I’m honestly concerned to be traveling to this race, alone, at this point.  Initially, my mom was going with me.  Unfortunately, she bailed on me a few weeks ago.  She has important business that arose and she can’t go away for the weekend.  Enter, hmmmm.  Um, my, hmmm.  Do you have that single person in your life that defies your ability to accurately describe them?  They kind of transcend terms, they make words seem generic when you try to find one that fits.  You know, that person who is kind of like the peanut butter to your jelly or in our terms, the vodka to your soda?  Well, she was going with me!  All was right and well in the world, sunshine had rainbows and butterflies were busy spreading glitter through my life.  Water tasted like the dew off new born unicorns and my life has been flooded with kittens.  We were going to have a fun weekend away capped off with the race!  Until, I had to be me and act like an asshole.  I’m the quintessential king of self sabotage.  I’m the guy who can’t leave well enough alone.  My own happiness must make some part of my brain go limp with fear, thats when life is right for me to fuck up something really good.  In true to form fashion I implemented my scorched earth policy and burned through everything good I had in life last week.  One of these days I’ll let my insecurities stop running my mouth, sadly it wasn’t in time to save this.  I’m laying in the bed I created and it feels uncomfortable.  Truth, I almost quit and just said “fuck it,” Friday.  I’d lost my motivation to train, I had no worldly or personal desire to race.  I was finished, done and bailing on myself for a few months in order to regroup.  Thankfully I have a few really good friends who care about me.  My friends drug me up from the wallowing floor of my own life and made me see I’ll hate myself forever if I quit now.  I don’t want to do this without my support system but if I have too, I will.  

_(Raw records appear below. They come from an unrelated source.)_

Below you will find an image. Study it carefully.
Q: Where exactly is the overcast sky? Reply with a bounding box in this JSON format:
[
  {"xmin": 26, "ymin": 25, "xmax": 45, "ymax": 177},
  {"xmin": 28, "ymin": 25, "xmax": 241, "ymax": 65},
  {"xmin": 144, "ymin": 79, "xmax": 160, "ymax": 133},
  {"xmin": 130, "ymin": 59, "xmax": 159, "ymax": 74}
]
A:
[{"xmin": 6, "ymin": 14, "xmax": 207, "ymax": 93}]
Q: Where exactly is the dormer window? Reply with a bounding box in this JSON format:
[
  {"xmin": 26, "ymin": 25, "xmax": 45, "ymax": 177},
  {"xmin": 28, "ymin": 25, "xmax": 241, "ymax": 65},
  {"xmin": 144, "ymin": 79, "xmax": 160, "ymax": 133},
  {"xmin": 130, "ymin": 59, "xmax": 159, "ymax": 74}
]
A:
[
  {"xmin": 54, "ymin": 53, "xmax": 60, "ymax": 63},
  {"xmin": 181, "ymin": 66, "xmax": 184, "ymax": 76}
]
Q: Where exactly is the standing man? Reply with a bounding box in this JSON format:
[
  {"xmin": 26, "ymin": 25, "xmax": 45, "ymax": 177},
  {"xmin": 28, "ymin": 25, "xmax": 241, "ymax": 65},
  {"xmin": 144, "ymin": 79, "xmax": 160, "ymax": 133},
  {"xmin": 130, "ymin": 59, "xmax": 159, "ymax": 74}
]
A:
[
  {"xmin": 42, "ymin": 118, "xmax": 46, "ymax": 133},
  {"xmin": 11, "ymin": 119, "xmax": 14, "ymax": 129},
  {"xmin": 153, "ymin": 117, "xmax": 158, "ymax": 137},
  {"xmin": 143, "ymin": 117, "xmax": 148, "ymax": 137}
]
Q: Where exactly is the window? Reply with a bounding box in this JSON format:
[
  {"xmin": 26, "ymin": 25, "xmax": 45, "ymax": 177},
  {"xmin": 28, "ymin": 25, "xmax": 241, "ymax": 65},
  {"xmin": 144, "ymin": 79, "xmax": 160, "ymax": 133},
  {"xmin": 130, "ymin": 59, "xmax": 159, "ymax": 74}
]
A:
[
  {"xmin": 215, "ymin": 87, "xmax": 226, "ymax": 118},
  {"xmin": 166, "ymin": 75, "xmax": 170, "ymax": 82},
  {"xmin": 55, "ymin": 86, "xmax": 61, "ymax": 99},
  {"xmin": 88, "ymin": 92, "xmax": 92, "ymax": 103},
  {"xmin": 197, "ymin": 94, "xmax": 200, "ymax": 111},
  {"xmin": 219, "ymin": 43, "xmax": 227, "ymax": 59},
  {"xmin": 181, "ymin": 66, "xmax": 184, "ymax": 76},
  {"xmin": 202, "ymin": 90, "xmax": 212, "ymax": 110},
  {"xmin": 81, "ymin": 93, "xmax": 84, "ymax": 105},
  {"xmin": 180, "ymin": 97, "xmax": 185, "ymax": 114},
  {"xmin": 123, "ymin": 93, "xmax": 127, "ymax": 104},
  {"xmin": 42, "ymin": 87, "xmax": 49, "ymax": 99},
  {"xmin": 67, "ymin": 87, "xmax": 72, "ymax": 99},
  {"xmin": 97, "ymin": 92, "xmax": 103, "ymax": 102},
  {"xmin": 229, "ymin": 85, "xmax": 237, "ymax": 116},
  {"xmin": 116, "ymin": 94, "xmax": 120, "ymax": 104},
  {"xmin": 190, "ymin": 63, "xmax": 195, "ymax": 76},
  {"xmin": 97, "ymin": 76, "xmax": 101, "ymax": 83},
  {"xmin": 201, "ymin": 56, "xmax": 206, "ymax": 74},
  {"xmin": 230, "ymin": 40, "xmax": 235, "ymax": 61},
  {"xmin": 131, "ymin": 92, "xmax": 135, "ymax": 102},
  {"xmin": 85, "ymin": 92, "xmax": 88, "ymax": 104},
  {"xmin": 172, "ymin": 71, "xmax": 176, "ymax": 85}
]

The last few days I’ve got in good training.  Maybe I’m stupid but I’m confident I can do this.  I’ve always been one to show up on game day.  I’d love to be able to look back on the last few weeks and know I’m ready as opposed to wondering if my lack of training will come as a harsh reality?  I’m nervous, I’m not trained to where I want to be and I’m petrified.  I’m loathing myself for taking my own shit out on someone so important to me.  I’m scared to travel alone, not because I need someone but because I wanted us to celebrate my triumph together.  My accomplishment will be great but I’ll know in my mind it could have meant so much more.  



Like always thank you for reading!  I’ll write again this week, something more specific to my approach and process leading up to the race this week.  Right now, I just really had to get this stuff off my chest, be human and show that everything leading up to a big race isn’t always smiles and puppies.  I hope by writing and putting all this out into the world my brain can somehow gain a little traction and stop spiraling out of control.  I need to quiet this noise.